On the Hyperbolicity of Small-World and Treelike Random Graphs 关于小世界树状随机图的双曲性

Q3 Mathematics

Internet Mathematics

Pub Date : 2012-01-09 DOI: 10.1080/15427951.2013.828336

Wei Chen, Wenjie Fang, Guangda Hu, Michael W. Mahoney

Hyperbolicity is a property of a graph that may be viewed as a “soft” version of a tree, and recent empirical and theoretical work has suggested that many graphs arising in Internet and related data applications have hyperbolic properties. Here we consider Gromov's notion of δ-hyperbolicity and establish several positive and negative results for small-world and treelike random graph models. First, we study the hyperbolicity of the class of Kleinberg small-world random graphs , where n is the number of vertices in the graph, d is the dimension of the underlying base grid B, and γ is the small-world parameter such that each node u in the graph connects to another node v in the graph with probability proportional to 1/dB (u, v)γ, with dB (u, v) the grid distance from u to v in the base grid B. We show that when γ=d, the parameter value allowing efficient decentralized routing in Kleinberg's small-world network,the hyperbolic δ is with probability 1−o(1) for every ϵ>0 independent of n. We see that hyperbolicity is not significantly improved in relation to graph diameter even when the long-range connections greatly improve decentralized navigation. We also show that for other values of γ, the hyperbolic δ is very close to the graph diameter, indicating poor hyperbolicity in these graphs as well. Next we study a class of treelike graphs called ringed trees that have constant hyperbolicity. We show that adding random links among the leaves in a manner similar to the small-world graph constructions may easily destroy the hyperbolicity of the graphs, except for a class of random edges added using an exponentially decaying probability function based on the ring distance among the leaves. Our study provides one of the first significant analytic results on the hyperbolicity of a rich class of random graphs, which sheds light on the relationship between hyperbolicity and navigability of random graphs, as well as on the sensitivity of hyperbolic δ to noises in random graphs.

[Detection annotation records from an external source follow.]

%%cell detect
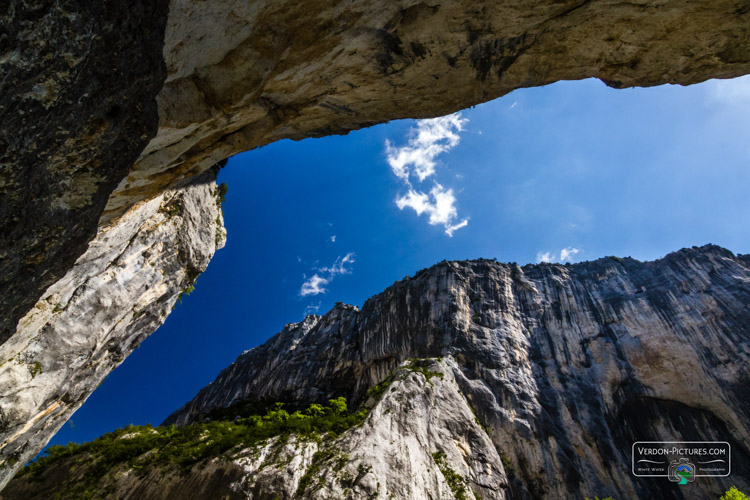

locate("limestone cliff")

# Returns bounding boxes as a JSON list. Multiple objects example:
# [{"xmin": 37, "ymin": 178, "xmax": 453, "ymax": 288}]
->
[
  {"xmin": 0, "ymin": 0, "xmax": 750, "ymax": 492},
  {"xmin": 0, "ymin": 171, "xmax": 226, "ymax": 490},
  {"xmin": 167, "ymin": 246, "xmax": 750, "ymax": 498},
  {"xmin": 4, "ymin": 246, "xmax": 750, "ymax": 499}
]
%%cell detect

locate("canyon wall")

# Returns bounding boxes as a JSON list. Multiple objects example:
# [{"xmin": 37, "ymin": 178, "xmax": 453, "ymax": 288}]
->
[
  {"xmin": 165, "ymin": 246, "xmax": 750, "ymax": 499},
  {"xmin": 0, "ymin": 0, "xmax": 750, "ymax": 484}
]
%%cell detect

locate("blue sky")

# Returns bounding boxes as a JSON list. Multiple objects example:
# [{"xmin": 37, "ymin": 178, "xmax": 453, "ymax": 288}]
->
[{"xmin": 51, "ymin": 77, "xmax": 750, "ymax": 444}]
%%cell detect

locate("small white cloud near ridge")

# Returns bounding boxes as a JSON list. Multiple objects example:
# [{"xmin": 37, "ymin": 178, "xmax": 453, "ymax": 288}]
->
[
  {"xmin": 385, "ymin": 113, "xmax": 469, "ymax": 237},
  {"xmin": 299, "ymin": 252, "xmax": 355, "ymax": 297},
  {"xmin": 536, "ymin": 247, "xmax": 580, "ymax": 264}
]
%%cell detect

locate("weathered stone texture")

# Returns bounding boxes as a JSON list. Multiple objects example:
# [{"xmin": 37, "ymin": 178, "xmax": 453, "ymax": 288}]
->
[
  {"xmin": 167, "ymin": 246, "xmax": 750, "ymax": 499},
  {"xmin": 0, "ymin": 171, "xmax": 226, "ymax": 485},
  {"xmin": 104, "ymin": 0, "xmax": 750, "ymax": 220}
]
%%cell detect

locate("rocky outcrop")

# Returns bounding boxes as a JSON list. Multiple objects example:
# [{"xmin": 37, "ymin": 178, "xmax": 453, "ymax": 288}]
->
[
  {"xmin": 0, "ymin": 358, "xmax": 507, "ymax": 500},
  {"xmin": 0, "ymin": 0, "xmax": 168, "ymax": 343},
  {"xmin": 0, "ymin": 0, "xmax": 750, "ymax": 492},
  {"xmin": 160, "ymin": 246, "xmax": 750, "ymax": 499},
  {"xmin": 0, "ymin": 171, "xmax": 225, "ymax": 484},
  {"xmin": 104, "ymin": 0, "xmax": 750, "ymax": 221}
]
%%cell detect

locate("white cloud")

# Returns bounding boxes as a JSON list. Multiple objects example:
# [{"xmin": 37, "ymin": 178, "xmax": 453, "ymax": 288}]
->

双曲性是图的一种属性，可以看作是树的“软”版本，最近的经验和理论工作表明，在互联网和相关数据应用中出现的许多图都具有双曲性。本文考虑了Gromov的δ-双曲性概念，并建立了小世界和树状随机图模型的几个正负结果。首先,我们研究类的双曲率小世界jonkleinberg随机图,其中n是图中顶点的数量,d是底层基础网格的尺寸B,γ是小世界参数,这样每个节点u图中连接到另一个节点图中概率正比于1 / dB (u, v)γ与dB (u, v)网格距离u, v在网格基础我们表明,当γ= d,在Kleinberg的小世界网络中，允许高效分散路由的参数值，对于每个λ >0，双曲δ的概率为1−0(1)，与n无关。我们看到，即使远程连接极大地改善了分散导航，双曲度也没有显著改善。我们还表明，对于γ的其他值，双曲δ非常接近图直径，表明这些图的双曲性也很差。接下来，我们研究一类具有常双曲性的树状图，称为环状树。我们表明，以类似于小世界图构造的方式在叶之间添加随机链接可能很容易破坏图的双曲性，除了使用基于叶之间环距离的指数衰减概率函数添加的一类随机边。我们的研究提供了关于一类丰富的随机图的双曲性的第一个重要的分析结果之一，它揭示了双曲性与随机图的可通航性之间的关系，以及随机图中双曲δ对噪声的敏感性。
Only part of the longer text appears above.